Конечно, греческая цивилизация погибла, в этом смысле пример греков не имеет, казалось бы, для нас значения, но тогда зачем же они гремели на всю вселенную, для чего Александр Македонский рубил знаменитый гордиев узел, для чего он шлялся по разным странам, покоряя их, и почему мы об этом помним? Просто потому, что хотя все, чего они достигли, разрушилось, они обладали способностью держать это. И мистик вам скажет, что в определенном смысле религией являются не те предметы, которые в ней есть, а она сама. То есть предметом веры является вера. Предмет, на который направлена вера, есть воспроизводство самой веры. Больше ничего. Я с разных сторон поясняю, что значит мистический опыт, потому что роман, о котором мы ведем речь, есть метафизический опыт, опыт бытия, записанный через написание романа. А в действительности он является метафизическим или мистическим переживанием, в котором впервые (что для нас интересно и важно) и производится человеческое существо, как носитель человеческих чувств, человеческого понимания и так далее. Человеческие чувства или состояния (и поэтому плоть грустна) не являются естественными продуктами природы, они имеют какое-то другое происхождение. И одной/из матриц, по которой могут печататься человеческие состояния, в том числе и состояние понимания, является, конечно, мистический или метафизический опыт.
Сделав такое отступление в сторону мистики, мы вернулись к тому, что является сквозной нитью наших рассуждений. А именно: мы всегда говорим, идя вслед за Прустом, о человеке в той точке, или в такой ситуации, в которой он стоит перед одной особенностью устройства бытия, — он должен каждый раз заново воссоздавать некоторую общую основу всего того, что ему представляется ценностью или культурой. Человеческая культура, в том числе культура чувств, культура понимания, не состоит из каких-то вещей, которые раз навсегда сделаны и положены в такое место, к которому мы всегда имели бы доступ и когда нужно брали лежащую там вещь и пользовались ею. В действительности, все это нужно возрождать или воссоздавать заново, и никто и ничто не может избавить человека от этого труда или, как выражается Пруст, от fardeau — от этой ноши, тяжести. Само человеческое состояние, — а оно является человеческим в той мере, в какой человек освобождается от игры естественного сцепления событий, в том числе и от естественной игры страстей, — это состояние свободы. Это есть то, что каждый раз приходится возрождать. В этом смысле свобода есть бремя, которое мы, люди, как ленивые и трусливые существа (трусливые не в физическом смысле слова, а когда мы боимся, закрываем глаза перед страданием) всегда радостно сбрасываем, если внешние обстоятельства позволяют или даже вынуждают нас к этому. Человечество периодически сострясает ритм этой опасности.
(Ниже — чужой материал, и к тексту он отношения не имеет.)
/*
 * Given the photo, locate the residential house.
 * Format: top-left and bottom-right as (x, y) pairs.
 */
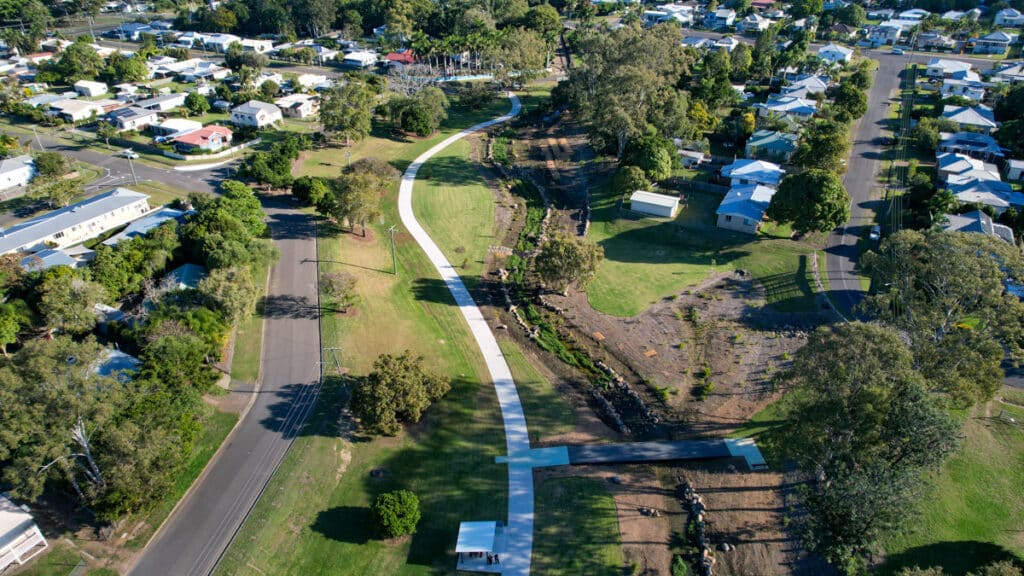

Все, что я говорил, было чем-то вроде расчистки поля для дальнейшей работы, которая будет протекать, напоминаю, под знаменем двух эпиграфов, которые я привел. Ибо вся конструкция человека, которая записана в романе и которая является его движением к пониманию и к высвобождению, все это нанизано на один конструктивный стержень: человек в мире испытывает что-то в той мере, в какой он может это создать, чтобы испытать. Отсюда тема обретенного времени, потому что потерянное время — это время, когда не было что-то создано. И здесь наша связка: мы всегда в ситуации страстей и пафоса, а пафосы неделимым образом сомкнуты с предметами наших устремлений и желаний, и мы сквозь предметы бежим к богиням (если, конечно, нам удастся добежать, но если не удастся, то по крайней мере согреемся), бежим — у Пруста это одно и то же — к самим себе. К тому, что в нас самих. Здесь, собственно, два постулата. То, что в нас самих, — это не просто то, что нам свойственно, так как то, что свойственно, сразу, мгновенно дано нам не в tow виде, как произошло, а в том виде, как мы это освоили. То, что в нас и к чему мы бежим, есть то, что в нас запечатлено независимо от нас, чего мы не могли бы выдумать. Значит, с одной стороны, — это не выдумано, но запечатлено, и с другой стороны, это вторая сторона постулата — это невыдуманное и вообще не поддающееся выдумыванию в первой своей фигуре обязательно должно быть для нас в принципе непонятно. Раскрутить все это довольно сложно.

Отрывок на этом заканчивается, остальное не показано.